“你怎么样?你还要动手?你有本事推我一下试试? ”

“你叫的,试试就试试。 ”

对面想耍无赖碰瓷,但是谭叙已完全就不吃这一套,直来直往的性子好像压根儿感觉不到对面一旦躺下后有多麻烦,她也没碰到过这种情况,全然不顾她的威胁往前迈了一步。

她看不清眼前又正火大着,人越围越多,在她的视角黑压压的一片。这无疑是刺激着她的情绪。

“小已。 ”温浅筠拍拍她的肩膀。

谭叙已会意,不服气的咬了咬牙, ”我刚才差点掉下去了,要是换一个反应没有这么快的老人或者小孩呢,她不道歉就算了,她这是什么态度? ”

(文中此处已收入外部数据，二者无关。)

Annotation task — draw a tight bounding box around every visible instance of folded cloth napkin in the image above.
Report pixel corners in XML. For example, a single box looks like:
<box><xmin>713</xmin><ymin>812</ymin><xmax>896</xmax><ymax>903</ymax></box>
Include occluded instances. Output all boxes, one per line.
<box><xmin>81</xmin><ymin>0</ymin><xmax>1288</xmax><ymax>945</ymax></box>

“你越激动对自己越没有好处,反而会让对面得寸进尺,冷静一点,不要被影响。 ”

幸福者避让原则。

温浅筠的话落入耳中,虽然很不高兴,但是她还是会听温阿姨的话。

深吸一口气硬生生稳住情绪,几乎是咬着牙侧身让过位置, ”来,你来这里。 ”

“小心点吧,毕竟太宽上半身对下半身的控制力会下降百分之五十。 ”

留下一句,谭叙已听话的不再和对方做无谓的纠缠,带着温浅筠走出了人群。

她的小腿的裤子都湿了一大半,一步一个水淋淋的脚印,足以见得谭叙已鞋里都装了不少冷得刺骨的河水。

“凶巴巴的,河豚似的。 ”温浅筠回头看了一眼走路和企鹅神似的谭叙已。